Deste modo, a vida contemplativa não corre o risco de se reduzir à inércia espiritual, que distrai das tarefas da vida diária. Um sacerdote que não conhecia este tipo de mística chamava-lhes “as monjas sonolentas”, que dormem sempre. Mas a vida contemplativa continua a oferecer a luz interior para o discernimento. E de que luz precisais para rever as Constituições, abordando os numerosos problemas concretos dos mosteiros e da vida comunitária? A luz é a seguinte: a esperança no Evangelho. Mas sempre radicado nos pais fundadores, na mãe fundadora e em São João.

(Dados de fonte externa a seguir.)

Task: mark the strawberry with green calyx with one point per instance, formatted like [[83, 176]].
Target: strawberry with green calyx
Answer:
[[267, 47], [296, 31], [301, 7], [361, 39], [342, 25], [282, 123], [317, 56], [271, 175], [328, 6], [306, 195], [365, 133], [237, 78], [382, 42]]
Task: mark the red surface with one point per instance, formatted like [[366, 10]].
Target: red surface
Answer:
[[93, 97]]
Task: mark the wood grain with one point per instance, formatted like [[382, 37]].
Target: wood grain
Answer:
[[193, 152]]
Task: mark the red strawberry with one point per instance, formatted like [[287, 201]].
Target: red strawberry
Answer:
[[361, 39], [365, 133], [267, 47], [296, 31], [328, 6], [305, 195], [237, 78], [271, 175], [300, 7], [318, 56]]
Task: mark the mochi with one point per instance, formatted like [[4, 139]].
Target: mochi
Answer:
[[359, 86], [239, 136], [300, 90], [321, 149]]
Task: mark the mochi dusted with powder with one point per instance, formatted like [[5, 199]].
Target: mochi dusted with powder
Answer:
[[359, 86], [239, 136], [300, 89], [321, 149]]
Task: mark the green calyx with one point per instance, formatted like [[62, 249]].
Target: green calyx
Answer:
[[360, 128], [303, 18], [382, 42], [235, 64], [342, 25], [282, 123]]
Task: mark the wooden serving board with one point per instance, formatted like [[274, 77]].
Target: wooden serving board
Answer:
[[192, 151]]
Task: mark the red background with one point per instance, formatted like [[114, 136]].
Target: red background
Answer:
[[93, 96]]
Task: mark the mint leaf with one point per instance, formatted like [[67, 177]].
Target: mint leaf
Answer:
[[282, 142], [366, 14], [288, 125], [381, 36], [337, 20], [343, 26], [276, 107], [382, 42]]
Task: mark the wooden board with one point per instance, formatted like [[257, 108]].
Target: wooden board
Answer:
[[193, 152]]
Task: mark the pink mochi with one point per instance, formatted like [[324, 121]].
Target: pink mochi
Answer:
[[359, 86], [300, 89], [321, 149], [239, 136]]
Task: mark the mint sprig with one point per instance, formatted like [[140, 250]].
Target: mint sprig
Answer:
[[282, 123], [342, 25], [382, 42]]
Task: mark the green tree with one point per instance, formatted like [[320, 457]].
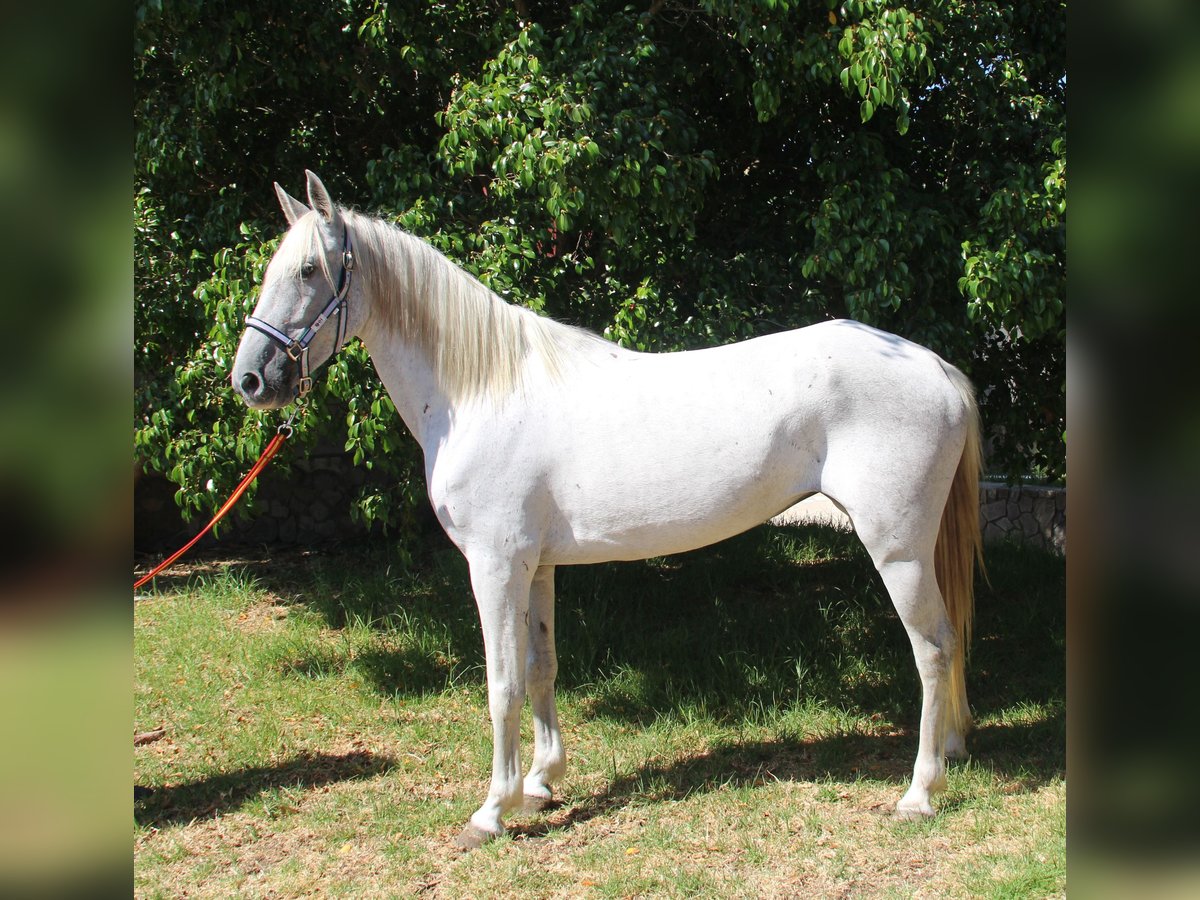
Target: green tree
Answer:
[[672, 174]]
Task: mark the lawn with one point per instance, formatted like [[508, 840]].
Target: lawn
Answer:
[[738, 721]]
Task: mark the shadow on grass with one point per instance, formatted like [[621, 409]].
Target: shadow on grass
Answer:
[[227, 792], [759, 623], [843, 757]]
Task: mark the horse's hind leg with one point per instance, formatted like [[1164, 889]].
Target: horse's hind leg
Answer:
[[549, 760], [917, 599]]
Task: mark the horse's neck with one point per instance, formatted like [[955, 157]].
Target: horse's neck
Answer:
[[412, 385]]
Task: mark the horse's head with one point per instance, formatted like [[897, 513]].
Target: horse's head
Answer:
[[301, 315]]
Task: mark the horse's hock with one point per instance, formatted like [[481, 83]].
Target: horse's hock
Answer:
[[1029, 514]]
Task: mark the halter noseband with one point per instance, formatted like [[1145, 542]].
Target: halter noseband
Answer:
[[298, 347]]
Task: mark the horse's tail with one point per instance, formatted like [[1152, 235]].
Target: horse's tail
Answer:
[[959, 547]]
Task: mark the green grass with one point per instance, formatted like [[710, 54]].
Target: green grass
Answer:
[[738, 723]]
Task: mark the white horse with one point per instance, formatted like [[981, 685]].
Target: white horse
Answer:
[[545, 445]]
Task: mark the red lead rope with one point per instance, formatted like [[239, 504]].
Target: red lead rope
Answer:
[[271, 448]]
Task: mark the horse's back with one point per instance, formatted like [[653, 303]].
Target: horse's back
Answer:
[[633, 455]]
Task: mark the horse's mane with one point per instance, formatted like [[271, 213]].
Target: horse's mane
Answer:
[[477, 343]]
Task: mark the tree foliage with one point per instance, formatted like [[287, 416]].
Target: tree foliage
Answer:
[[672, 174]]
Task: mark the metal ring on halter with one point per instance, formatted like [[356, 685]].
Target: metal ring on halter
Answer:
[[286, 429]]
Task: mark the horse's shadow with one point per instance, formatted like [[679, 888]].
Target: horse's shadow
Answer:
[[841, 757], [228, 791], [750, 619]]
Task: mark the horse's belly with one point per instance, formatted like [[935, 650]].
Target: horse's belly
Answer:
[[664, 502]]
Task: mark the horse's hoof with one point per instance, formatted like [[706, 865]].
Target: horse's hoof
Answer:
[[473, 838], [533, 804], [913, 811]]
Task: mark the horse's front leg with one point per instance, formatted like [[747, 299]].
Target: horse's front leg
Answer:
[[502, 593], [549, 759]]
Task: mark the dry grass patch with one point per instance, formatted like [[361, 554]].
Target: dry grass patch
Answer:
[[330, 738]]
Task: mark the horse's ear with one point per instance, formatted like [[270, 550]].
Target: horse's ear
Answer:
[[292, 208], [318, 197]]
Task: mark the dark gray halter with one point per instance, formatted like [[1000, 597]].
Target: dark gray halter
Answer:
[[298, 347]]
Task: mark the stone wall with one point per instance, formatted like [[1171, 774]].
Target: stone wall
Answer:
[[1026, 513]]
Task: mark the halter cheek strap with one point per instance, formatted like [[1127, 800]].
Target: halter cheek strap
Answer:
[[298, 347]]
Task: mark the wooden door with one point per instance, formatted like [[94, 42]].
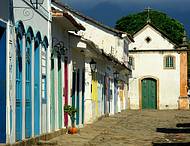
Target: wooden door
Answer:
[[18, 88], [66, 90], [60, 92], [83, 92], [37, 89], [149, 94], [52, 99], [3, 85], [115, 96], [28, 117], [78, 97]]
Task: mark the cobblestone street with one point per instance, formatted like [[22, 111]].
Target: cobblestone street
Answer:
[[129, 128]]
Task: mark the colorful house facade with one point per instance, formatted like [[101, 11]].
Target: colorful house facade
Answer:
[[159, 79], [25, 92], [93, 90], [47, 56]]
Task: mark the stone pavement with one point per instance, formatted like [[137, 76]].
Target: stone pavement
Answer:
[[128, 128]]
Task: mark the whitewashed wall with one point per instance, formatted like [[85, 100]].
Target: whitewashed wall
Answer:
[[151, 64], [157, 42]]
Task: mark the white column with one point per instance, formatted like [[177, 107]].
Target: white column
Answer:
[[88, 98], [32, 86], [56, 90], [23, 85]]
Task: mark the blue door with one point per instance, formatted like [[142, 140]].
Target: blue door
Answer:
[[36, 89], [83, 92], [28, 123], [78, 97], [115, 96], [3, 85], [18, 89]]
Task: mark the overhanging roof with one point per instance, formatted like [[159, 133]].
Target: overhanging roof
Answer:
[[69, 22]]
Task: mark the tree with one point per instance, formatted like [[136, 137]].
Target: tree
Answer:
[[169, 26]]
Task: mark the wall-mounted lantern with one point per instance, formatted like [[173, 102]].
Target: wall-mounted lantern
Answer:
[[74, 66], [59, 47], [35, 3], [93, 65], [116, 75]]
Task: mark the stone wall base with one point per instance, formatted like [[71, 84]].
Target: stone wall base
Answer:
[[183, 103], [35, 140]]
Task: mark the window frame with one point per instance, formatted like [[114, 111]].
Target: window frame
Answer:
[[132, 63], [168, 66]]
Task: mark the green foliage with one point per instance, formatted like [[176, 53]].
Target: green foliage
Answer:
[[134, 22], [71, 112]]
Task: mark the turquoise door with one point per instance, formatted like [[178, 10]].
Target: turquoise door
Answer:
[[18, 88], [78, 97], [115, 96], [73, 88], [37, 88], [149, 93], [83, 92], [60, 92], [28, 118], [52, 100], [3, 85]]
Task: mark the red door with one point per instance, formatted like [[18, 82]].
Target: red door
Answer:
[[66, 91]]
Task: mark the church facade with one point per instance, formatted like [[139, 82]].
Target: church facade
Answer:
[[159, 75]]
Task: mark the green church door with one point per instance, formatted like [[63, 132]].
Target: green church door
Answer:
[[149, 93]]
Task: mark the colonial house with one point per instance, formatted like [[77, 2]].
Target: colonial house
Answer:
[[159, 66], [95, 90], [53, 56], [25, 41], [4, 43]]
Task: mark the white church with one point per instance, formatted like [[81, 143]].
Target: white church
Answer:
[[159, 71]]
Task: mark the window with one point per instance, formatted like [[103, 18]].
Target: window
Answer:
[[148, 39], [132, 62], [169, 62]]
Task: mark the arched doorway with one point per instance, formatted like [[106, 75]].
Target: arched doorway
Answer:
[[149, 93]]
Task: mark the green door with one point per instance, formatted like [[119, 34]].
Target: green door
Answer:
[[149, 94], [52, 99], [60, 92]]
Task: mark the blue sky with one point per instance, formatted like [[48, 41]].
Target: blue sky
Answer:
[[108, 11]]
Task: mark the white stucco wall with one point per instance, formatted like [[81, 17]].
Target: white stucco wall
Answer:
[[37, 19], [151, 65], [157, 42]]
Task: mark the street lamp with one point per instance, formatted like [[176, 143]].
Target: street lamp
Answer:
[[116, 75], [93, 65], [36, 3]]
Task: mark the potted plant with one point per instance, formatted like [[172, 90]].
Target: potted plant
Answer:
[[71, 112]]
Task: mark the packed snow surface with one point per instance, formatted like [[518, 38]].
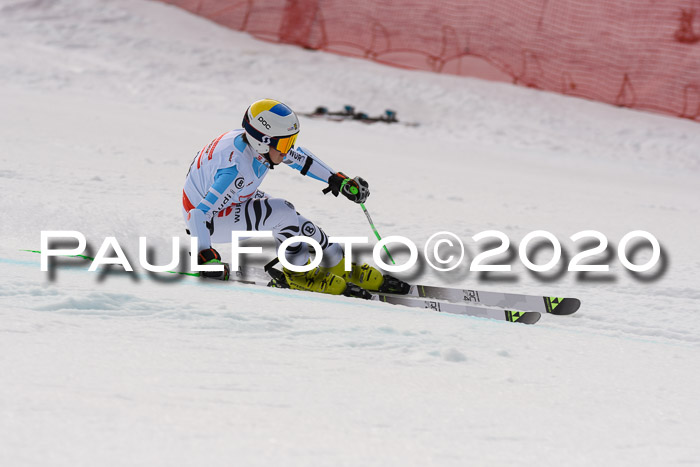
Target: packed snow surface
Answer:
[[104, 104]]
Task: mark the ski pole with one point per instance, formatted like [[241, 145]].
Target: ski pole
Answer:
[[375, 231]]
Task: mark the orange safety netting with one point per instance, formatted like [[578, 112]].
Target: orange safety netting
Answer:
[[642, 54]]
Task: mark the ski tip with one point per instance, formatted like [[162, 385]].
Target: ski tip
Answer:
[[524, 317], [562, 306]]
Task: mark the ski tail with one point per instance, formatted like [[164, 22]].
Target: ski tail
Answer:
[[561, 305]]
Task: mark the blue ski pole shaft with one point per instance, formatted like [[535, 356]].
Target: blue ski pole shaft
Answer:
[[375, 232]]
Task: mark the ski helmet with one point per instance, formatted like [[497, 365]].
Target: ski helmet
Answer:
[[268, 123]]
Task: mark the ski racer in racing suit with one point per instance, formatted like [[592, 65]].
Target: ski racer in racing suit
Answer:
[[221, 195]]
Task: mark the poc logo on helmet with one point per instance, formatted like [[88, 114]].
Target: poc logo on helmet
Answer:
[[265, 124]]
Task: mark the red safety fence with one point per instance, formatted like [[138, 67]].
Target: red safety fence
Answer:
[[643, 54]]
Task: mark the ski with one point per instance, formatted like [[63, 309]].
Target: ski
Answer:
[[513, 316], [492, 305], [511, 301]]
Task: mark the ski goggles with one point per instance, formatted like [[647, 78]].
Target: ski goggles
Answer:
[[282, 143]]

A esperança do Evangelho é diferente das ilusões fundadas em cálculos humanos. Significa abandonar-se a Deus, aprender a ler os sinais que nos oferece para discernir o futuro, saber fazer algumas escolhas audaciosas e arriscadas, mesmo que no momento seja desconhecido o destino para o qual nos conduzirão. Significa não confiar apenas nas estratégias humanas, nas estratégias defensivas, quando se trata de refletir sobre um mosteiro a salvar ou a abandonar, sobre as formas de vida comunitária, sobre as vocações. As estratégias defensivas são fruto de um regresso nostálgico ao passado; não funciona, a nostalgia não funciona, a esperança evangélica vai por outro rumo: dá-nos a alegria da história vivida até hoje, mas torna-nos capazes de olhar em frente, com as raízes que recebemos. Isto chama-se conservar o carisma, o desejo de ir em frente, e isto funciona!

Olhai para a frente. É isto que vos quero desejar. Olhai para a frente com a esperança evangélica e com os pés descalços, ou seja, com a liberdade do abandono em Deus. Olhai para o futuro com as raízes no passado. E que este estar totalmente mergulhadas na presença do Senhor vos conceda também sempre a alegria da fraternidade e do amor recíproco. Que Nossa Senhora vos acompanhe. De coração, abençoo todas vós, abençoo o vosso trabalho destes dias, abençoo as vossas comunidades, abençoo as monjas do mosteiro. E peço-vos que continueis a rezar por mim. A favor, não contra. Obrigado!